“Noa Noa” de Paul Gauguin (Ulmeiro)
Foto: Gauguin, Paul; Auto-retrato com paleta
Tradução: Carlos de Miranda
noa noa (em maori): a bem cheirosa ou que cheira muito bem, a fragrante, a perfumada.
Este é o mais literário dos escritos de Paul Gauguin, célebre por retratar a beleza exótica das mulheres do Tahiti, no seu habitat tradicional e o mais longe possível das marcas deixadas pela civilização ocidental.
Gauguin fez questão de retratar as nativas do Tahiti-las inseridas na sua cultura ancestral, ainda não ocidentalizada. Normalmente, o pintor não tentava dar qualquer tipo de forma literária aos seus raciocínios, limitando-se a escrever ao sabor das suas impressões. Nesta publicação é, contudo, possível seguir o fio caótico do seu pensamento.
Para Henry Perruchet A sua linguagem é áspera, cortante, incisiva, às vezes demasiado sintética, ena publicação La Vie de Gauguin.
A primeira edição de noa noa sofreu uma adaptação por outro escritor, na tentativa de lhe dar um ar “mais literário” mas a tradução de Carlos de Miranda é feita a partir do original de Gauguin. A narrativa da experiência insular do pintor é precedida da dedicatória à filha, Aline, falecida prococemente, vítima de pneumonia, quando Gauguin se encontrava no Pacífico, já separado da mulher. A dedicatória, intitulada Caderno para Aline, é escrita num caderno escolar cuja capa é decorada com belíssimas aguarelas e as páginas, preenchidas com textos da sua Autoria para a única filha que herdara o seu espírito indómito, quase selvagem.

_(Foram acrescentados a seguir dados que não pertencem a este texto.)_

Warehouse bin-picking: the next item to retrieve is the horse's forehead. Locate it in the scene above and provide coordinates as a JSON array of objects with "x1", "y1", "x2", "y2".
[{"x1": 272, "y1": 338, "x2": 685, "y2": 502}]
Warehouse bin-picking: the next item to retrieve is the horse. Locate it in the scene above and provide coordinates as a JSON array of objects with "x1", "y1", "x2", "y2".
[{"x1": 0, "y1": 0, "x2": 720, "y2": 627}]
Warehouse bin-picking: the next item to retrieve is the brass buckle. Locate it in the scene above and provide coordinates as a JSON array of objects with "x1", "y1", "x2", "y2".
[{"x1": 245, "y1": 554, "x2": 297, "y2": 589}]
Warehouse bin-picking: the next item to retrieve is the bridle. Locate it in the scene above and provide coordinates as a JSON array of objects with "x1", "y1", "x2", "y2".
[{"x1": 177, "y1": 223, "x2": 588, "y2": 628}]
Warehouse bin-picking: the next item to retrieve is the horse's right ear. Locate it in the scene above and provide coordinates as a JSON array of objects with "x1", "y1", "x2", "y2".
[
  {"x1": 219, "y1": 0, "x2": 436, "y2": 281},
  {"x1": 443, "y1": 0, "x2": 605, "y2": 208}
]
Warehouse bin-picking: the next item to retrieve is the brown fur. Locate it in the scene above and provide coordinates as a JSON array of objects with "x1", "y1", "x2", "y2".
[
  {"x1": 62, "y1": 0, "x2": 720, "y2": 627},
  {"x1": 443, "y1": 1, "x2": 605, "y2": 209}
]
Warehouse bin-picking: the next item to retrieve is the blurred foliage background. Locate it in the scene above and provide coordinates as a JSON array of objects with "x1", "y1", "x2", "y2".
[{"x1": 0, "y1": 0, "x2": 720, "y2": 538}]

O Autor criticava acerrimamente , talvez até de uma forma algo extremista, aquilo a que chamava de “falso calculismo”, que seria o acto de sacrificar todos os sonhos em proveito dos filhos o que, na sua opinião, daria origem à criação de uma geração composta por uma multidão de seres frustrados.
Ao adoptar uma posição anti-chauvinista, o pintor defendia que a Mulher tem o direito de lutar pela sua liberdade mas só o conseguiria “no dia em que a sua honra não se situar apenas abaixo do umbigo”. Foi, também, defensor de que a liberdade na Arte obrigava o artista a agir com nobreza, por perseguir o ideal do Belo, do Íntgro, na pureza das formas e das cores. Atacava, em contrapartida, a classe daqueles a quem apelidava de pseudo-democratas: banqueiros, ministros, críticos de arte, os quais acreditava não protegerem a Arte, limitando-se somente a mercadejá-la. Gauguin sustentava, ainda, que “o artista não consegue viver (ou sobreviver sozinho), portanto a sociedade é criminosa e está mal organizada”, defendendo ainda a livre expressão de pensamentos e emoções: “Um jovem incapaz de uma loucura, não é jovem, é velho”.
O pintor, nos textos de Noa noa, disserta sobre as artes e os costumes civilizacionais, o sexo ao constatar que este último só é aceite na Europa “como consequência do amor”, mas na Oceânia é, ele próprio, desencadeador do amor.
A partir de 1893, começa a redigir um texto com as memórias da sua temporada na Oceânia. É então que lhe aflora a mente a ideia de pedir ao porta simbolista Charles Morice para lhe rever o texto. Este, no entanto, adultera-o de tal forma que o pintor acaba por lhe solicitar que não sobrecarregue o texto com alterações de forma a não se distanciar demasiado do original.
Só em 1966, o editor Jean Loire decide publicar o original de Gauguin.
Noa noa descreve a beleza e o colorido da região do Tahiti e das suas gentes, aquando da chegada do pintor ao Arquipélago, contornando a ilha de Moorea. A capital apresenta-se-lhe com uma população aculturada pelos Franceses que, então, administravam aquele território. O Governador La Cascade é especialmente visado nas suas críticas: corrupto, distribuidor de favores em troca das mais belas mulheres.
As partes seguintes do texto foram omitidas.